Monday, May 21, 2012


I went to a retirement party the other evening for my good friend Dick Grant. Dick is a passionate birder and carver of bird sculptures, and he made a few remarks about birding. Of binoculars he said: "They not only let you see things better; they let you see things you didn't even know were there."

What a tiny little window it is we have on the world with our unaided senses. Natural selection endowed us with just enough perceptual apparatus as was appropriate to our size and needs. The needs for our survival as animals in the wild.

But Dick is not an animal in the wild. He has self-awareness, curiosity, and a keen sense of beauty. Binoculars extend his senses, open wider the window of the senses. He sees things that the rest of us don't even know are there.

Our eyes evolved to make use of available light, which was basically that part of the radiation of a yellow star that makes it through the Earth's atmosphere. But now we have climbed above the atmosphere, with instruments sensitive to parts of the electromagnetic spectrum that our eyes are blind to. We not only see better, we see things we never knew were there.

Consider the image above, of the Cygnus X star-forming region in the constellation Cygnus, made with the European Space Agency's Herschel Infrared Space Observatory (click, and again, to enlarge).
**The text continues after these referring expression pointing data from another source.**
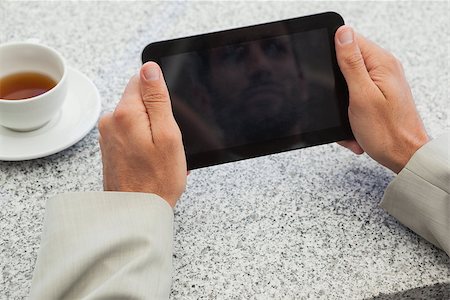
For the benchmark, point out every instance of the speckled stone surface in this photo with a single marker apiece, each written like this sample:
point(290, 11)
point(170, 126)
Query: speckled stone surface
point(299, 225)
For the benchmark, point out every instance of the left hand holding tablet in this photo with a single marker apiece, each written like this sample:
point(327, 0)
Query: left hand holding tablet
point(141, 144)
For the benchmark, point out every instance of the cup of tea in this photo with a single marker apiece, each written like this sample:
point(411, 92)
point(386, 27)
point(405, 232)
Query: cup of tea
point(33, 85)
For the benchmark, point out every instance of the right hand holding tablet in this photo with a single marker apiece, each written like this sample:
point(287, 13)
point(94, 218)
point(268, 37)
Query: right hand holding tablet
point(382, 113)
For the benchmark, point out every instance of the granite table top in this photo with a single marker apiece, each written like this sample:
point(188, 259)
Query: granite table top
point(303, 224)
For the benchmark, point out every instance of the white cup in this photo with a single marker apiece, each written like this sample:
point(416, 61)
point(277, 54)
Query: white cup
point(32, 113)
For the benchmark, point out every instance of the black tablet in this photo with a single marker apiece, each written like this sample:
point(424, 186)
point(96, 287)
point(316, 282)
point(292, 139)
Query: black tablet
point(256, 90)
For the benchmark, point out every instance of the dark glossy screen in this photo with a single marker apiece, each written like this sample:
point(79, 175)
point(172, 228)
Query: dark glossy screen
point(254, 91)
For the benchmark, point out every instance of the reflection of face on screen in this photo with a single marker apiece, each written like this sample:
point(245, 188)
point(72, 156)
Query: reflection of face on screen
point(255, 89)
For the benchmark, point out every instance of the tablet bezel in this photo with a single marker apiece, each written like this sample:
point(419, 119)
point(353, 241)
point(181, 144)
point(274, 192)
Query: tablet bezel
point(329, 20)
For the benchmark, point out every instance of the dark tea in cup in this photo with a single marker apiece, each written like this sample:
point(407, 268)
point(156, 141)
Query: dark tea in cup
point(25, 85)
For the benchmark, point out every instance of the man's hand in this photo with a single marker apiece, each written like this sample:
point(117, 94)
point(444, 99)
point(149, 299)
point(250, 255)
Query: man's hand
point(382, 112)
point(141, 144)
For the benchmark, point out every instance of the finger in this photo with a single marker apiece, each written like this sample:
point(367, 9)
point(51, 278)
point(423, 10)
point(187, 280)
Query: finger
point(104, 123)
point(131, 97)
point(373, 54)
point(352, 145)
point(350, 59)
point(155, 95)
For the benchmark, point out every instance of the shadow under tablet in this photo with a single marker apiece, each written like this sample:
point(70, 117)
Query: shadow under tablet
point(256, 90)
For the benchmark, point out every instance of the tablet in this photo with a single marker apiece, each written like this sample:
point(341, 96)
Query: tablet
point(255, 90)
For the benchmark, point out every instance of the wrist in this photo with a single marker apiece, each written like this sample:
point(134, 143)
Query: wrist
point(402, 154)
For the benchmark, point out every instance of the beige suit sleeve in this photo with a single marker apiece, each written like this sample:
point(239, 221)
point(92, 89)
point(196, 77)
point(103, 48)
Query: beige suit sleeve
point(419, 196)
point(105, 245)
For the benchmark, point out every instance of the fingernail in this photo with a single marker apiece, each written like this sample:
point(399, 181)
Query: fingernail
point(346, 36)
point(151, 72)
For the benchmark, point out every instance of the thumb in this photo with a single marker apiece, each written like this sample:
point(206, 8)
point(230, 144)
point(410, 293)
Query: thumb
point(350, 59)
point(155, 95)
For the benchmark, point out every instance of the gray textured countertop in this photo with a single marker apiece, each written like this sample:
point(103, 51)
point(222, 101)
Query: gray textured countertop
point(303, 224)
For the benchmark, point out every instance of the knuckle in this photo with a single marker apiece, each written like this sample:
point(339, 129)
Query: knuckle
point(120, 115)
point(170, 137)
point(103, 124)
point(155, 96)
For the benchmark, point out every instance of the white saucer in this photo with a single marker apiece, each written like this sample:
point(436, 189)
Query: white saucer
point(77, 117)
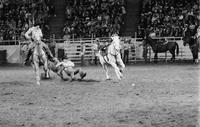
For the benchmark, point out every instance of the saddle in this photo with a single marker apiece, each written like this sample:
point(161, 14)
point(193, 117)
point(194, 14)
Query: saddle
point(103, 49)
point(161, 42)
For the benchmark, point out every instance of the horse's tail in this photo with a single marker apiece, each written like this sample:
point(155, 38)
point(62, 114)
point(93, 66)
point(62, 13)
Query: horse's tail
point(177, 48)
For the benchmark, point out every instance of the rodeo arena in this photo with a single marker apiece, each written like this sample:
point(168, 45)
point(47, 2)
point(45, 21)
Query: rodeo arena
point(99, 63)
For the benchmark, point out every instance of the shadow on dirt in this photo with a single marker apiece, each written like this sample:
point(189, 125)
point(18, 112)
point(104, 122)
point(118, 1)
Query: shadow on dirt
point(14, 83)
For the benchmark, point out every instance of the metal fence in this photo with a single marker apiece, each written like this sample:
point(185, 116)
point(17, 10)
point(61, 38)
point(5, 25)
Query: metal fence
point(79, 50)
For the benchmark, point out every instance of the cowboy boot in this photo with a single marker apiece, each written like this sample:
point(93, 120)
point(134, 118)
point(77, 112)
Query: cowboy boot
point(27, 57)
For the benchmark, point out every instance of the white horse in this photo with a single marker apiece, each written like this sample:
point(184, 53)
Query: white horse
point(112, 57)
point(39, 56)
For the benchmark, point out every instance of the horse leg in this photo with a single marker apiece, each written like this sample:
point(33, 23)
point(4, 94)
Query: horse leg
point(156, 58)
point(195, 55)
point(106, 70)
point(118, 73)
point(37, 72)
point(173, 55)
point(121, 63)
point(46, 70)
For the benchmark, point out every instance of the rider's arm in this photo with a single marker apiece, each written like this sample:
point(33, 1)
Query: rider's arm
point(27, 33)
point(58, 64)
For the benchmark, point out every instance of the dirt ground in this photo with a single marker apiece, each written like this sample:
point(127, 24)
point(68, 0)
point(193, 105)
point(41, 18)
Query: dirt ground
point(163, 96)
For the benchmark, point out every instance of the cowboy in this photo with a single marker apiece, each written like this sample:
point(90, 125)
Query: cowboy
point(35, 34)
point(69, 68)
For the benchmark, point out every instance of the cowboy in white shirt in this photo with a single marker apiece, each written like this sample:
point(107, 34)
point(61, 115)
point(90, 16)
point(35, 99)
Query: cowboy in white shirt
point(35, 34)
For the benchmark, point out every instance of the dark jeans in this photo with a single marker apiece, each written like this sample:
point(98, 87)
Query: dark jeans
point(126, 56)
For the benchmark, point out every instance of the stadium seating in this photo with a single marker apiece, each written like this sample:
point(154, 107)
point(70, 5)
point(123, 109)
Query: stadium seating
point(168, 17)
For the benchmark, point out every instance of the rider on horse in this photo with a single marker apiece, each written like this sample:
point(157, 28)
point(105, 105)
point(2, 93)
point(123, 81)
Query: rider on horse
point(35, 34)
point(102, 47)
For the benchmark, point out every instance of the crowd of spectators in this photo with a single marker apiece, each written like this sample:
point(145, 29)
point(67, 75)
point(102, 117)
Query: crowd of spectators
point(97, 18)
point(18, 15)
point(168, 17)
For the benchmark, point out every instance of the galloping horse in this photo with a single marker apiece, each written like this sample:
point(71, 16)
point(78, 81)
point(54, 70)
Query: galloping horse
point(160, 47)
point(39, 57)
point(112, 56)
point(190, 39)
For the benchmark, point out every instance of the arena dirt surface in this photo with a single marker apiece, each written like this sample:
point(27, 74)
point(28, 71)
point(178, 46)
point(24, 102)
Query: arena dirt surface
point(163, 96)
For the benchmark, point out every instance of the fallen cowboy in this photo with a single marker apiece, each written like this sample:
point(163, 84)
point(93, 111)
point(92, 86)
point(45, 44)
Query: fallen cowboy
point(66, 70)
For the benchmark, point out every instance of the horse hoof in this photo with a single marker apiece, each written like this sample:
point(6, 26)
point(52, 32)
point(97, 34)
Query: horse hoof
point(108, 78)
point(38, 83)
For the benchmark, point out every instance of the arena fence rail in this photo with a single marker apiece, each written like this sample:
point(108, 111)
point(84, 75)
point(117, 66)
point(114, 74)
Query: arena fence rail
point(80, 50)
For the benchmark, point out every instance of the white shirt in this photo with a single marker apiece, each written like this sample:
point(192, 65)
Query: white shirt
point(35, 33)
A 3.5-meter reflecting telescope and instruments cooled to near absolute zero (so it won't be observing its own heat). A two-month journey to a gravitationally stable station around the second Lagrange point in the Earth-Sun system (far enough away from Earth not to be sensitive to Earth's own heat).
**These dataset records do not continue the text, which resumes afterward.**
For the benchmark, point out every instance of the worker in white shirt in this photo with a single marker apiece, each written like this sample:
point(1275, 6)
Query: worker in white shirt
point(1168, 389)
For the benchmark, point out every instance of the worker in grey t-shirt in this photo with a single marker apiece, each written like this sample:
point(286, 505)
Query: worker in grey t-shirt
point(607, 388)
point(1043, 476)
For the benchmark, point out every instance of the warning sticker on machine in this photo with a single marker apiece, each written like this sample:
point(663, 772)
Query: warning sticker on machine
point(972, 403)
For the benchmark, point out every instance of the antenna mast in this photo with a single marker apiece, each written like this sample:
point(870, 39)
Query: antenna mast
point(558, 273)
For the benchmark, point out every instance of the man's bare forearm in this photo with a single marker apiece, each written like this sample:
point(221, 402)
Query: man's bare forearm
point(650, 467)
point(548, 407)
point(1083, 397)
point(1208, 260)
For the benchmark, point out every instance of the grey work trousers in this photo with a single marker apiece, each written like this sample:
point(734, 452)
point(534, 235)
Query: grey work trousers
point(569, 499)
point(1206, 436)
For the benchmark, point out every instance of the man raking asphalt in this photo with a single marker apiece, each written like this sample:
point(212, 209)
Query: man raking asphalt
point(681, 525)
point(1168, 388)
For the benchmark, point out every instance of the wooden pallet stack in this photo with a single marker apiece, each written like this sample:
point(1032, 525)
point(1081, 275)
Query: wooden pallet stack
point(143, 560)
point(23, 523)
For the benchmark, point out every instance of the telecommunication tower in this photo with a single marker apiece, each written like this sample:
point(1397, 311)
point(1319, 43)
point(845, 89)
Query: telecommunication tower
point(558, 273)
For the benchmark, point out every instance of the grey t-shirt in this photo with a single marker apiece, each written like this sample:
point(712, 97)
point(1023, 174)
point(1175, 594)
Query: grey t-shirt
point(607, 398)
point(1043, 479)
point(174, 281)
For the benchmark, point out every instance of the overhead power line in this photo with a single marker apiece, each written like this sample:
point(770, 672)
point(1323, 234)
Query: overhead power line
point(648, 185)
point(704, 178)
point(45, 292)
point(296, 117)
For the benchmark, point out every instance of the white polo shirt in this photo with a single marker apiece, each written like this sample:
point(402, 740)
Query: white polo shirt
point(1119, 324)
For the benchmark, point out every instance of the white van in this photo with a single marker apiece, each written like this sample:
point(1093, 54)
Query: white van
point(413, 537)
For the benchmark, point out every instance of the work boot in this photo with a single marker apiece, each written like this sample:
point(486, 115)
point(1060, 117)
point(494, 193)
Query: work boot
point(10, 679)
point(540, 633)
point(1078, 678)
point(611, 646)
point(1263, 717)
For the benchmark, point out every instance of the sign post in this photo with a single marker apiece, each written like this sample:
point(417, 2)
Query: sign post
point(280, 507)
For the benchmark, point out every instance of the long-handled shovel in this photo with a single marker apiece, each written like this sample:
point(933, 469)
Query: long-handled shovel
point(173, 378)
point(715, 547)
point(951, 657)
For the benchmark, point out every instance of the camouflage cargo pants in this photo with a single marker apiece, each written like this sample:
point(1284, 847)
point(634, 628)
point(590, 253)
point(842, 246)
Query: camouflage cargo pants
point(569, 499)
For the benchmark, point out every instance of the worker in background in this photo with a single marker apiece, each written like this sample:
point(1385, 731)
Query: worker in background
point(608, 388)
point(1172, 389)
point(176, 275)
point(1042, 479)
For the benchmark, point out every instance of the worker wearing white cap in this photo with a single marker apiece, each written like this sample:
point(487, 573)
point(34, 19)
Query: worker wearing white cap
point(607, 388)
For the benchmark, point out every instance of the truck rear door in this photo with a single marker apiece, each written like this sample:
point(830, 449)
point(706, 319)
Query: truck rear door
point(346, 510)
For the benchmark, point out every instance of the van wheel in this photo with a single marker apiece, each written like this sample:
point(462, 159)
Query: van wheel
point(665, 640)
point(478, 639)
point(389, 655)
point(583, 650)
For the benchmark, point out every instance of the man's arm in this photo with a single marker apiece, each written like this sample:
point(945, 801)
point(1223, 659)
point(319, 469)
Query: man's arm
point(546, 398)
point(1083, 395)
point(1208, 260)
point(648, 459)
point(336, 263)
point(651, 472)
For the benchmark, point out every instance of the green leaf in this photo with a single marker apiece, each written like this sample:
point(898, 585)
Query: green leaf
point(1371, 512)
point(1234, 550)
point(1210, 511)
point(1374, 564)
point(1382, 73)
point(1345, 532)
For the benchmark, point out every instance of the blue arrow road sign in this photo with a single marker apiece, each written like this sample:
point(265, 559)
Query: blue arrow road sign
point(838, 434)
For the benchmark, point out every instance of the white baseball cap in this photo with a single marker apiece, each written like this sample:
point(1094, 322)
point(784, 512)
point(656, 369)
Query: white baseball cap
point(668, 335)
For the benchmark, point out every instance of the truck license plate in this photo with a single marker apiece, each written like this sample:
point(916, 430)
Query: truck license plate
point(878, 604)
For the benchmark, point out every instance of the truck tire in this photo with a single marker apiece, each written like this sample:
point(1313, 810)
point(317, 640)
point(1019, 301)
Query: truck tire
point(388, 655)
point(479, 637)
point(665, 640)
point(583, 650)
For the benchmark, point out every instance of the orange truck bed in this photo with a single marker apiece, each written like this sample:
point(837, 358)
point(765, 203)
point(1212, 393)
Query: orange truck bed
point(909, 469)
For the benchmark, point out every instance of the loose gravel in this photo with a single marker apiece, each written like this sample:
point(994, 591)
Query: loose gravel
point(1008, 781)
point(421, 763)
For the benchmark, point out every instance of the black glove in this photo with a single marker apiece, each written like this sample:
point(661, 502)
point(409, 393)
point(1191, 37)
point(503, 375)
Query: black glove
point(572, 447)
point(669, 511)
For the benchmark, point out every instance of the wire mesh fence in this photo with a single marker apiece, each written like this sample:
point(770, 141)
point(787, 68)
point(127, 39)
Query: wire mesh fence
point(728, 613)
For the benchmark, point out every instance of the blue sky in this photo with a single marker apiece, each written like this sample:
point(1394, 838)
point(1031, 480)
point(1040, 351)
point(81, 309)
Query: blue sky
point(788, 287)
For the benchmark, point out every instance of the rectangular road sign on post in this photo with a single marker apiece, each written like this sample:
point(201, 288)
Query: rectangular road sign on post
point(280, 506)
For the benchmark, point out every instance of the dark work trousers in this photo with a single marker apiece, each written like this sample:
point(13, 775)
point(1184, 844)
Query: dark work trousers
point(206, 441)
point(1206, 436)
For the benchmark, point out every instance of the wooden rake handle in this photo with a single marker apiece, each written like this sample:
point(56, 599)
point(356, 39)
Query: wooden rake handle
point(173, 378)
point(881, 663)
This is binoculars to the nth power.

How big a part of the sky? A dozen full Moons could line up across the image. A great window of the night through which we see with our unaided eyes only a sprinkling a stars.

The colors in the image, though beautiful, are false. What you are seeing here is heat from cool gases. Gases roiling and streaming as stars and planetary systems are born. 4500 light-years away in the arms of the Milky Way Galaxy. 500 light-years wide; the Sun and our nearest neighboring star Alpha Centauri are as far apart as those little pairs of bright spots on the right.

What a universe! In the heart of the Swan.